2.4.3 | Case-study population genetics datasets
We investigate, as two separate case studies, the admixture histories of
the African American (ASW) and Barbadian (ACB) population samples from
the 1000 Genomes Project Phase 3 (1000
Genomes Project Consortium, 2015). Previous studies identified, within
the same database, the West European Great-Britain (GBR) and the West
African Yoruba (YRI) populations as reasonable proxies for the sources
of both ACB and ASW, consistently with the macro-history of the
Transatlantic Slave-Trade (Baharian et al.,
2016; Martin et al., 2017;
Verdu et al. 2017).
Samples in the 1000 Genomes Project were a priori sampled to be
family unrelated. To avoid confounding factors due to cryptic
relatedness in our sample compared to MetHis simulations, we
excluded individuals more closely related than first-degree cousins in
the four populations separately using RELPAIR (Epstein, Duren, &
Boehnke, 2002), as previously done (Verdu et al. 2017). We also excluded
the three ASW individuals showing traces of Native American or
East-Asian admixture, as reported in previous studies
(Martin et al., 2017).

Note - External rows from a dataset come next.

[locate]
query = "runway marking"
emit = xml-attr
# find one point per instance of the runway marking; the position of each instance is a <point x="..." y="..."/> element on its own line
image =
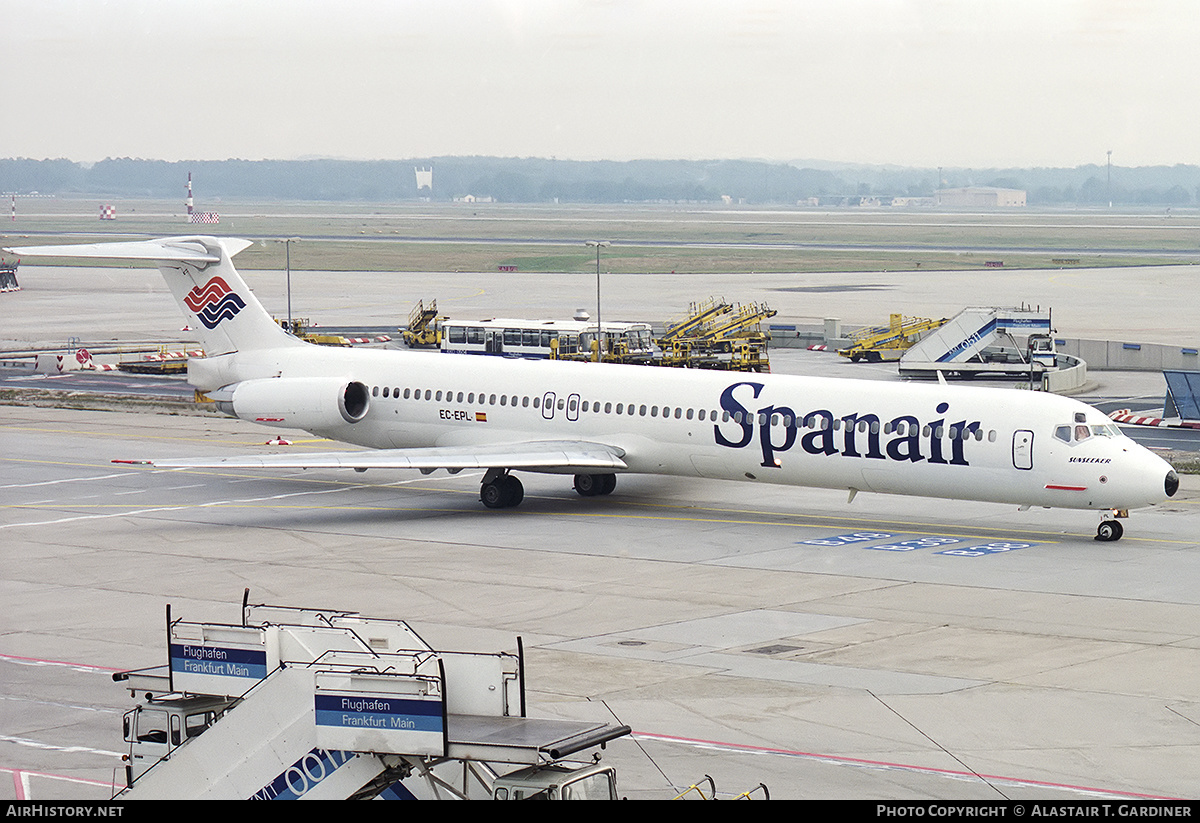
<point x="70" y="480"/>
<point x="211" y="504"/>
<point x="39" y="661"/>
<point x="888" y="766"/>
<point x="73" y="750"/>
<point x="21" y="780"/>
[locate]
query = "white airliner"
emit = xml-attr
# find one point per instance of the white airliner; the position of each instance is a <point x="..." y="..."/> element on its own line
<point x="429" y="412"/>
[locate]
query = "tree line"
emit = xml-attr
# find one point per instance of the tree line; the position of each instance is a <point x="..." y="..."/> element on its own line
<point x="538" y="180"/>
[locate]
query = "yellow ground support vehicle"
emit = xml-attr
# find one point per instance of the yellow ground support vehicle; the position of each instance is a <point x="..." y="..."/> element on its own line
<point x="880" y="343"/>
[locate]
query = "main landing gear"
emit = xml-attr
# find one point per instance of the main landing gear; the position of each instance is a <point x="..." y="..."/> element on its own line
<point x="501" y="490"/>
<point x="1110" y="527"/>
<point x="591" y="485"/>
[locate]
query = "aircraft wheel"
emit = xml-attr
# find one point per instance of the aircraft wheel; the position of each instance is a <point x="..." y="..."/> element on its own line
<point x="493" y="494"/>
<point x="502" y="493"/>
<point x="514" y="491"/>
<point x="589" y="485"/>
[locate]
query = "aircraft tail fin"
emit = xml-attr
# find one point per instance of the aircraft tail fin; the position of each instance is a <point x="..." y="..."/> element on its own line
<point x="220" y="307"/>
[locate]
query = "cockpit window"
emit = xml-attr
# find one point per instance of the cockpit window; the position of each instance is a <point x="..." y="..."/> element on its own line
<point x="1080" y="432"/>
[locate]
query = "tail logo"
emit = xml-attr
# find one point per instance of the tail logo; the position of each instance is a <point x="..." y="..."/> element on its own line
<point x="214" y="302"/>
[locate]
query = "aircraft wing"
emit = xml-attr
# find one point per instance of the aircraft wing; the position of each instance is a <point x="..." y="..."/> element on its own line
<point x="181" y="250"/>
<point x="533" y="456"/>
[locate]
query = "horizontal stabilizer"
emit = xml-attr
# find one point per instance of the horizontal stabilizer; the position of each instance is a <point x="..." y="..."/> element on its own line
<point x="173" y="250"/>
<point x="544" y="456"/>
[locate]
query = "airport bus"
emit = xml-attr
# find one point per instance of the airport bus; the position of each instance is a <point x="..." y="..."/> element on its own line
<point x="558" y="340"/>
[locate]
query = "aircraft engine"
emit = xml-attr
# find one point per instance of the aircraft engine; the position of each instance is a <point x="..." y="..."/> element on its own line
<point x="309" y="403"/>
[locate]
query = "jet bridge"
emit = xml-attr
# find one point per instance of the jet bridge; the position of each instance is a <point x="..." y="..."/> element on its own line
<point x="985" y="341"/>
<point x="324" y="704"/>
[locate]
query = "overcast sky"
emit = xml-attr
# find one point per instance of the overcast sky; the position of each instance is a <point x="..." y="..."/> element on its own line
<point x="966" y="83"/>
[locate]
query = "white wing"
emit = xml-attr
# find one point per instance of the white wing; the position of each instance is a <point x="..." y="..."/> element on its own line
<point x="533" y="456"/>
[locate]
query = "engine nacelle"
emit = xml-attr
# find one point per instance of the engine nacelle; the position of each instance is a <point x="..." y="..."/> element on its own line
<point x="310" y="402"/>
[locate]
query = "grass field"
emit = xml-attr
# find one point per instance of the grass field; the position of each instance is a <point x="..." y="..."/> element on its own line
<point x="419" y="236"/>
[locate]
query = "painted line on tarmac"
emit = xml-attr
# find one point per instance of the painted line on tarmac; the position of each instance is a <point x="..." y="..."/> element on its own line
<point x="888" y="766"/>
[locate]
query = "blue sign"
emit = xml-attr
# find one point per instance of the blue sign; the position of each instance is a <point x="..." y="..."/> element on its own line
<point x="913" y="545"/>
<point x="217" y="661"/>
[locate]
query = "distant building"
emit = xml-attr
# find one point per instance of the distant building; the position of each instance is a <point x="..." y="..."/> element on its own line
<point x="981" y="197"/>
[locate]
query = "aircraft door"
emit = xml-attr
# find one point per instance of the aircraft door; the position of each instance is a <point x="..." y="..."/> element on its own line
<point x="1023" y="449"/>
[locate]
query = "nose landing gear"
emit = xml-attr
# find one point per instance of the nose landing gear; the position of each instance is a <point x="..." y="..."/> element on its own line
<point x="1110" y="527"/>
<point x="501" y="490"/>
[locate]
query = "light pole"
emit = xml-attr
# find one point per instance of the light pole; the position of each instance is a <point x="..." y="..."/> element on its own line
<point x="599" y="245"/>
<point x="287" y="247"/>
<point x="1109" y="179"/>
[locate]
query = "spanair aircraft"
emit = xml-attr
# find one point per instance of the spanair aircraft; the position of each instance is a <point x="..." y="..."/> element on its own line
<point x="429" y="412"/>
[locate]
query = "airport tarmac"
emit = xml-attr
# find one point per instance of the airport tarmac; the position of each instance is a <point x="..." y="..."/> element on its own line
<point x="1141" y="305"/>
<point x="894" y="648"/>
<point x="888" y="648"/>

Among the
remaining individuals we randomly drew 50 individuals in the targeted
admixed ACB and ASW, respectively, and included the remaining 90 YRI
individuals and 89 GBR individuals.
We extracted biallelic polymorphic sites (SNPs as defined by the 1000
Genomes Project Phase 3) from the merged ACB+ASW+GBR+YRI data set,
excluding singletons. Since MetHis only simulates independent
markers, we LD-pruned the ACB and ASW SNP-sets using the PLINK
(Purcell et al., 2007) –indep-pairwise
option with a sliding window of 100 SNPs, moving in increments of 10
SNPs, and r2 threshold of 0.1. Finally, we randomly
drew 100,000 SNPs from the remaining SNP-set.